Last week the South African government said in a statement it could not put pressure on Mugabe to resign because the power-sharing agreement negotiated earlier this year, and agreed by all the parties, provided for him remaining as president. Two days later, ANC secretary-general Gwede Mantashe told reporters in Durban that neither tougher sanctions against Harare nor “invading” would work and said the ANC would seek to “persuade” him to retire. He said senior ANC leaders had discussed reasons why Mugabe may be loath to step down and believed he was worried about facing an international tribunal.

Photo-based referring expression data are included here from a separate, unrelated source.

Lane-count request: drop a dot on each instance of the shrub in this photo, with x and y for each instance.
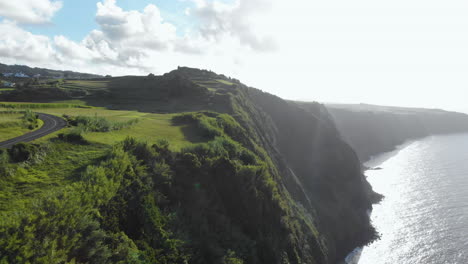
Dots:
(30, 119)
(98, 124)
(73, 136)
(22, 152)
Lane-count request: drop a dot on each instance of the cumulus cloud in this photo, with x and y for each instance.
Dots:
(145, 29)
(29, 11)
(239, 20)
(19, 44)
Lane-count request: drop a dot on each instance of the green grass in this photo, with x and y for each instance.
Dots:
(26, 105)
(12, 126)
(6, 89)
(61, 166)
(224, 82)
(150, 128)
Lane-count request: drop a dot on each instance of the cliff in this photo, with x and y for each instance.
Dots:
(371, 130)
(265, 181)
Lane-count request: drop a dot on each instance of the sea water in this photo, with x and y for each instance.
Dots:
(424, 215)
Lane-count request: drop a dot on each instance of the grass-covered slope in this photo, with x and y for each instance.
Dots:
(214, 172)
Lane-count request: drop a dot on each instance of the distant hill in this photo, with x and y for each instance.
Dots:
(372, 129)
(306, 203)
(45, 73)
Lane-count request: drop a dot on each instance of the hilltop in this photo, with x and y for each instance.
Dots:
(225, 173)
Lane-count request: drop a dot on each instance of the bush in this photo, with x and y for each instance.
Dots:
(22, 152)
(98, 124)
(30, 119)
(73, 136)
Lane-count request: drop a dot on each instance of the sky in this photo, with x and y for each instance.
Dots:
(399, 52)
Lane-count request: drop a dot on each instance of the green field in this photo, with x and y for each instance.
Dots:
(150, 127)
(12, 126)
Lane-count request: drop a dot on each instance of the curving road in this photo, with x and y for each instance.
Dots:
(51, 124)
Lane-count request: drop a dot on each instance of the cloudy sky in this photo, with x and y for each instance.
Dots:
(399, 52)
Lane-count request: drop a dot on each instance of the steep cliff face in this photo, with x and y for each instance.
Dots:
(371, 130)
(320, 166)
(266, 181)
(313, 165)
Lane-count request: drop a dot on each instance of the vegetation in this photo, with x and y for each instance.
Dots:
(221, 174)
(98, 124)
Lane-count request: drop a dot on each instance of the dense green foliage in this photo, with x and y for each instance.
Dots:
(255, 180)
(31, 119)
(98, 124)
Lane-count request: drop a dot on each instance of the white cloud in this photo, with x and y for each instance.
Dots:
(396, 52)
(239, 20)
(18, 44)
(29, 11)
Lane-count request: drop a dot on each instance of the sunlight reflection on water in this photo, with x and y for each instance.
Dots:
(424, 216)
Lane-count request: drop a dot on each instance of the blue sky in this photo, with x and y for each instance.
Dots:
(382, 52)
(76, 18)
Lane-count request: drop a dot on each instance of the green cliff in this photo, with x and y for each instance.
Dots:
(260, 180)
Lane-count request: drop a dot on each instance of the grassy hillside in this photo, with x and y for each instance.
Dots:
(188, 167)
(43, 72)
(371, 130)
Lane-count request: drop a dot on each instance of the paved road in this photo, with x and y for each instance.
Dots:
(51, 124)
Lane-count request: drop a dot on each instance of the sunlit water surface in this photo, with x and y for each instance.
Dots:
(424, 216)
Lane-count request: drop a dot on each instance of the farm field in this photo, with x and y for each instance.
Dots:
(149, 127)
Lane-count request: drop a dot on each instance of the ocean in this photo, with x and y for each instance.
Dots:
(424, 215)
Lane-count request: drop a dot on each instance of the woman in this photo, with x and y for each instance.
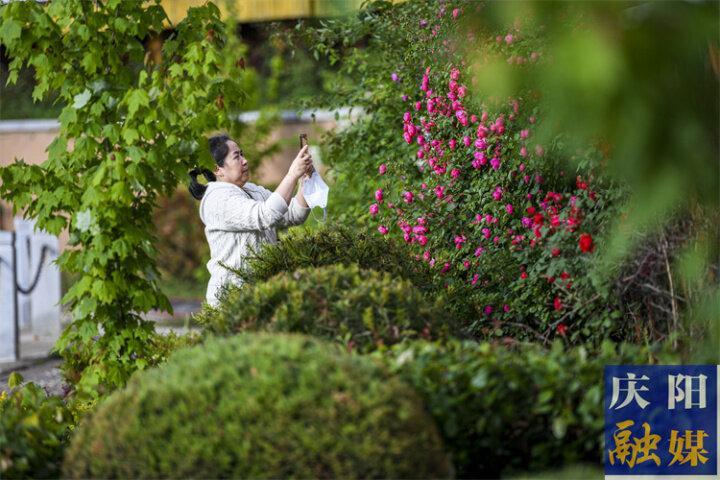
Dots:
(240, 216)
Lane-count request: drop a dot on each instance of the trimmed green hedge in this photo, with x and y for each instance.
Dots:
(507, 410)
(336, 243)
(34, 430)
(362, 309)
(260, 406)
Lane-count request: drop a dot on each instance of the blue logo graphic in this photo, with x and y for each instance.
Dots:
(661, 420)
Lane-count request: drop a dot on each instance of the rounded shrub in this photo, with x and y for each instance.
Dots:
(362, 309)
(260, 406)
(337, 243)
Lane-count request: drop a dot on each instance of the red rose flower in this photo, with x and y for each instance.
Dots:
(585, 243)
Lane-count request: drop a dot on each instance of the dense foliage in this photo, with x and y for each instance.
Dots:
(260, 406)
(459, 177)
(34, 430)
(508, 408)
(362, 309)
(334, 243)
(137, 109)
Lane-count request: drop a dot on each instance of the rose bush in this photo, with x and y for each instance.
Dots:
(458, 176)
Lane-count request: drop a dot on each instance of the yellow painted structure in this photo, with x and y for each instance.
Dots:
(264, 10)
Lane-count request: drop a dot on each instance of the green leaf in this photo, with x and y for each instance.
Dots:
(83, 220)
(135, 99)
(130, 135)
(15, 380)
(81, 99)
(9, 31)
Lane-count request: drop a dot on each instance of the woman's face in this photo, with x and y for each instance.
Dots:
(236, 168)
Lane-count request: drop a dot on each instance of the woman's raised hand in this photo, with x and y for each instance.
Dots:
(302, 163)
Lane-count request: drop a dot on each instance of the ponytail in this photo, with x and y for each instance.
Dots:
(197, 190)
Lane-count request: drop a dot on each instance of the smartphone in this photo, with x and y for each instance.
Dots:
(303, 142)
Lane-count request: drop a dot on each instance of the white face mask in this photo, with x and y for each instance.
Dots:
(315, 191)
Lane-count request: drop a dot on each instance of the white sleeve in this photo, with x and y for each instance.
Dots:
(240, 213)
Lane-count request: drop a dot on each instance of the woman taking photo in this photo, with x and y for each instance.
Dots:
(240, 216)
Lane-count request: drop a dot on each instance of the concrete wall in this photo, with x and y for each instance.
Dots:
(28, 139)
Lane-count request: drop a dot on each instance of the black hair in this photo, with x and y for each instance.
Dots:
(218, 150)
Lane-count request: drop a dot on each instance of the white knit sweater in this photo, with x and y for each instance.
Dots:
(237, 222)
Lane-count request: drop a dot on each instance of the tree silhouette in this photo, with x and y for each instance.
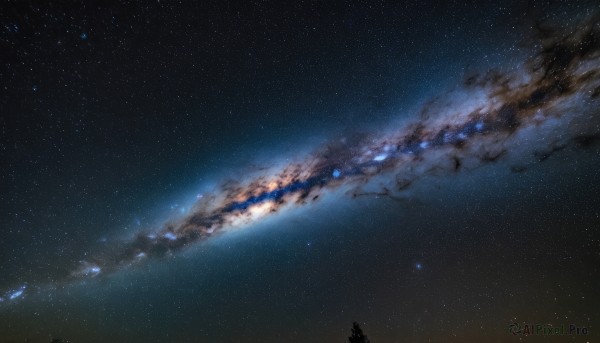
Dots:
(357, 335)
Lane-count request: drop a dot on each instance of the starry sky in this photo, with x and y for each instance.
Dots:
(273, 171)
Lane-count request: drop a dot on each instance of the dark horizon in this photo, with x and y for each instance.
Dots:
(275, 172)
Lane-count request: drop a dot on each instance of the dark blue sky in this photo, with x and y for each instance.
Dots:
(114, 116)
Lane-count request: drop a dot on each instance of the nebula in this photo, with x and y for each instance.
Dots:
(465, 128)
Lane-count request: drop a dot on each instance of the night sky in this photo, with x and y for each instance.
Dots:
(274, 171)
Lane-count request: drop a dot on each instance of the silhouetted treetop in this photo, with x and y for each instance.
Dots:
(357, 335)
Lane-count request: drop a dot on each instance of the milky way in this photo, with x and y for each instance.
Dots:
(465, 128)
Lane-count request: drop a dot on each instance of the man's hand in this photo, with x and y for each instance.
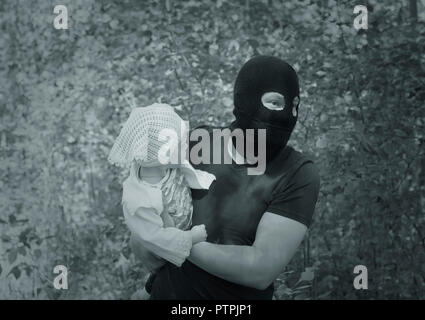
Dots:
(199, 233)
(256, 266)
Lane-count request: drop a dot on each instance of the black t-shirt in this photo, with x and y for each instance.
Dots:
(231, 211)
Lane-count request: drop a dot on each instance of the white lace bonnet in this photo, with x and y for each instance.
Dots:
(139, 141)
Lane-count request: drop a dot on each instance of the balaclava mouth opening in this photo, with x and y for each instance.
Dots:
(259, 75)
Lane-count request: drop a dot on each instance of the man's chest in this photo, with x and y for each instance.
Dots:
(232, 208)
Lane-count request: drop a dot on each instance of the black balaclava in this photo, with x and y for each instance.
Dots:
(259, 75)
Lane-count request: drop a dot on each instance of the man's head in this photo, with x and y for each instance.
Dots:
(266, 96)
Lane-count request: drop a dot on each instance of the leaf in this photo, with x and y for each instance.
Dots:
(307, 275)
(13, 254)
(22, 251)
(37, 253)
(16, 272)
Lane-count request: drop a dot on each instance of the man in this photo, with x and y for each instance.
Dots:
(255, 223)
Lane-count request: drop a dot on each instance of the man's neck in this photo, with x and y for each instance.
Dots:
(236, 156)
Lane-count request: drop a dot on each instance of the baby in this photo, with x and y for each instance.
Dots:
(156, 198)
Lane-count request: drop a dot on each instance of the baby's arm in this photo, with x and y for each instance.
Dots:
(169, 243)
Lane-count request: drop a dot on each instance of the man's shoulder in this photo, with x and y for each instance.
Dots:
(301, 164)
(307, 171)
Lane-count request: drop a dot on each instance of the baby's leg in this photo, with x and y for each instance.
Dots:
(168, 221)
(149, 260)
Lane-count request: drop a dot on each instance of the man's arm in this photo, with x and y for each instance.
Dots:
(256, 266)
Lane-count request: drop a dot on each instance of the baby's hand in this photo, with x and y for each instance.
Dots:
(198, 233)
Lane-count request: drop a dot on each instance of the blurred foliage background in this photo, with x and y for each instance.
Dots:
(64, 96)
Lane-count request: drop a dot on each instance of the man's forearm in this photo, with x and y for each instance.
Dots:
(230, 262)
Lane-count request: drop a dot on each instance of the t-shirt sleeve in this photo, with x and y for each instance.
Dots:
(297, 198)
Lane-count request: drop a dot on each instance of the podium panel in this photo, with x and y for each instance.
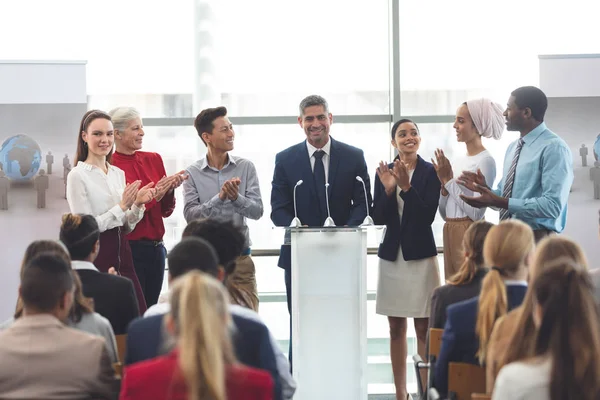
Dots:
(329, 309)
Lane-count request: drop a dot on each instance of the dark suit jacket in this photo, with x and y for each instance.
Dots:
(251, 342)
(114, 297)
(414, 233)
(160, 379)
(346, 195)
(459, 341)
(447, 295)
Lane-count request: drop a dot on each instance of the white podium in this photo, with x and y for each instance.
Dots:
(329, 311)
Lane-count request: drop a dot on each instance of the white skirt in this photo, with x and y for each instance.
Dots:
(404, 288)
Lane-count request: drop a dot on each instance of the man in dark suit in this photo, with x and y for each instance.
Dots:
(316, 161)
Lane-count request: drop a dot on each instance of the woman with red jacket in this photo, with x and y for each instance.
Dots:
(146, 240)
(203, 365)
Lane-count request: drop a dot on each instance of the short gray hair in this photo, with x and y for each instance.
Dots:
(313, 100)
(121, 116)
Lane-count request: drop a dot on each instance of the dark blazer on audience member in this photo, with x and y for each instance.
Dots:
(346, 195)
(447, 295)
(158, 379)
(251, 342)
(414, 233)
(114, 297)
(459, 341)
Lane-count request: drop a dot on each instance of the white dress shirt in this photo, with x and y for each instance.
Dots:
(327, 150)
(452, 206)
(91, 191)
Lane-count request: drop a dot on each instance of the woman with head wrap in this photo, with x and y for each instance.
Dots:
(474, 119)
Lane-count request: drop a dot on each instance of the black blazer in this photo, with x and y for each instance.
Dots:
(450, 294)
(347, 202)
(414, 233)
(114, 297)
(251, 340)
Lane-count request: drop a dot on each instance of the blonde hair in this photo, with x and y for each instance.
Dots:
(550, 249)
(199, 309)
(506, 249)
(473, 246)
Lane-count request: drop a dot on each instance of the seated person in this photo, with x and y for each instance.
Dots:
(507, 249)
(147, 338)
(466, 283)
(42, 358)
(198, 301)
(114, 296)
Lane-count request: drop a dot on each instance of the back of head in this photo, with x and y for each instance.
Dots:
(200, 313)
(191, 254)
(473, 247)
(548, 250)
(568, 330)
(46, 279)
(506, 250)
(79, 232)
(533, 98)
(227, 239)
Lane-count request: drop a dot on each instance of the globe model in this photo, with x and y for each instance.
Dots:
(20, 157)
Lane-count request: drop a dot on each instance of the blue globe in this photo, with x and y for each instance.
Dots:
(20, 157)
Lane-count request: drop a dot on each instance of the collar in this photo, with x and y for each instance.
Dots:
(534, 134)
(83, 265)
(204, 162)
(512, 282)
(312, 149)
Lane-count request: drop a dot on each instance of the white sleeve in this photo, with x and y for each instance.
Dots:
(488, 169)
(79, 203)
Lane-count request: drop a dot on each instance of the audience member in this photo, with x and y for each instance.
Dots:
(114, 296)
(41, 357)
(507, 249)
(513, 337)
(566, 362)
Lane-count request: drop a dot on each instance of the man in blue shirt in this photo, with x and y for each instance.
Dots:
(538, 169)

Mantashe cited the case of former Liberian president Charles Taylor, forced into exile and then extradited to The Hague where he is on trial for war crimes arising out of the vicious decade-long civil war in neighboring Sierra Leone. Among those who have called for Mugabe to stand down are President Bush, British Prime Minister Gordon Brown, French President Nicolas Sarkozy, Kenyan Prime Minister Raila Odinga and Botswana President Seretse Ian Khama. In a strong-worded attack at the weekend, the Anglican Bishop of Pretoria, Joe Seoka, called Mugabe “the 21st century Hitler” because of the suffering he has inflicted on the country. He called on South African churches to use Tuesday – a public holiday designed to foster racial reconciliation – as an opportunity to pray for Mugabe’s ouster. Seoka also said the Zimbabwean leader should face an international tribunal in The Hague.
Meanwhile Mugabe’s government, in line with long-established practice, is leveling accusations in several directions. It has long accused the West, especially Britain, of responsibility for an economic crisis that has impoverished the country, where inflation runs at a world-record high of well over 200 million percent. Upping the rhetoric, information minister Ndlovu at the weekend told the Herald that the cholera outbreak ravaging Zimbabwe was the result of a biological warfare attack by Britain. “Cholera is a calculated racist, terrorist attack on Zimbabwe by the unrepentant former colonial power which has enlisted support from its American and Western allies so that they invade the country,” he said.
Another government minister accused Botswana – the most outspokenly critical of Zimbabwe’s neighbors – of sheltering and training MDC “bandits” plotting to overthrow Mugabe by force. Both Botswana and the MDC denied the allegations, and the opposition party expressed concern that Mugabe was seeking a pretext for a new crackdown and the imposition of a state of emergency. Mugabe has threatened to call new elections if the rivals do not reach agreement soon; the MDC is not averse to fresh elections, but says they must be under international supervision. Having a state of emergency in place in the run-up to an election would make it difficult for the opposition to campaign freely.